Put it in Reverse

Unit 6 Session 1 (Click for link to problem statements)

Problem Highlights

• 💡 Difficulty: Easy
• ⏰ Time to complete: 10 mins
• 🛠️ Topics: Linked List, In-place Operations

1: U-nderstand

Understand what the interviewer is asking for by using test cases and questions about the problem.

• Established a set (2-3) of test cases to verify their own solution later.
• Established a set (1-2) of edge cases to verify their solution handles complexities.
• Have fully understood the problem and have no clarifying questions.
• Have you verified any Time/Space Constraints for this problem?

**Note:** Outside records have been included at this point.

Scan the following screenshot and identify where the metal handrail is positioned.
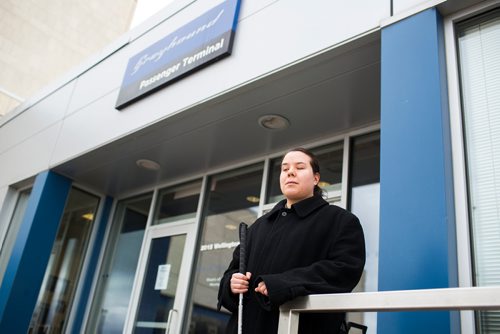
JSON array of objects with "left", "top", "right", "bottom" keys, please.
[{"left": 278, "top": 286, "right": 500, "bottom": 334}]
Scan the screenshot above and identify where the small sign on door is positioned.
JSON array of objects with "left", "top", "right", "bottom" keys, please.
[{"left": 155, "top": 264, "right": 171, "bottom": 290}]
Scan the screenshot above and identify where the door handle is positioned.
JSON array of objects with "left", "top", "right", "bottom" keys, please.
[{"left": 166, "top": 309, "right": 178, "bottom": 334}]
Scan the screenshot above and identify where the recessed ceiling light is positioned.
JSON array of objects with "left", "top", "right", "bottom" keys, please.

• Q: Does the linked list handle different data types?
  • A: The function assumes the list contains comparable data types that support the operations used.

HAPPY CASE
Input: head = Node(1, Node(2, Node(3)))
Output: 3 -> 2 -> 1
Explanation: Each node's pointer is reversed, resulting in the tail becoming the new head.

EDGE CASE
Input: head = None
Output: None
Explanation: An empty list remains empty when reversed.

2: M-atch

Match what this problem looks like to known categories of problems, e.g. Linked List or Dynamic Programming, and strategies or patterns in those categories.

The problem of reversing a singly linked list in place is fundamental in manipulating data structures, especially linked lists. There is no special trick to it, we will just need to carefully keep track of our pointers as we go.

3: P-lan

Plan the solution with appropriate visualizations and pseudocode.

General Idea: Reverse the pointers of the list nodes one by one, moving from the head towards the tail.

1) Initialize a pointer `previous` to `None` and start with `current` at the head of the list.
2) Iterate through the list, for each node:
    - Store the next node temporarily.
    - Reverse the `current.next` pointer to point to `previous`.
    - Move `previous` and `current` forward.
3) Return `previous` as it will be the new head of the reversed list after the loop completes.

⚠️ Common Mistakes

• Losing reference to the rest of the list while reversing pointers.
• Returning the wrong node as the head of the reversed list.

4: I-mplement

Implement the code to solve the algorithm.

class Node:
    def __init__(self, value=None, next=None):
        self.value = value
        self.next = next

def reverse(head):
    previous = None  # This will eventually become the new head of the reversed list
    current = head  # Start with the head of the original list

    while current:
        next_node = current.next  # Temporarily store the next node
        current.next = previous  # Reverse the current node's pointer
        previous = current  # Move pointers one position forward
        current = next_node  # Continue to next node

    return previous  # At the end, 'previous' will be the new head of the reversed list

5: R-eview

Review the code by running specific example(s) and recording values (watchlist) of your code's variables along the way.

• Test the function with varying lengths of lists, including the edge case of an empty list.
• Ensure that the function does not use extra space beyond the necessary pointers.

6: E-valuate

Evaluate the performance of your algorithm and state any strong/weak or future potential work.

• Time Complexity: O(n) where n is the length of the linked list. Each node in the list is visited once to reverse its pointer.
• Space Complexity: O(1) because the space used is constant, involving only a few pointer variables, regardless of the size of the input list.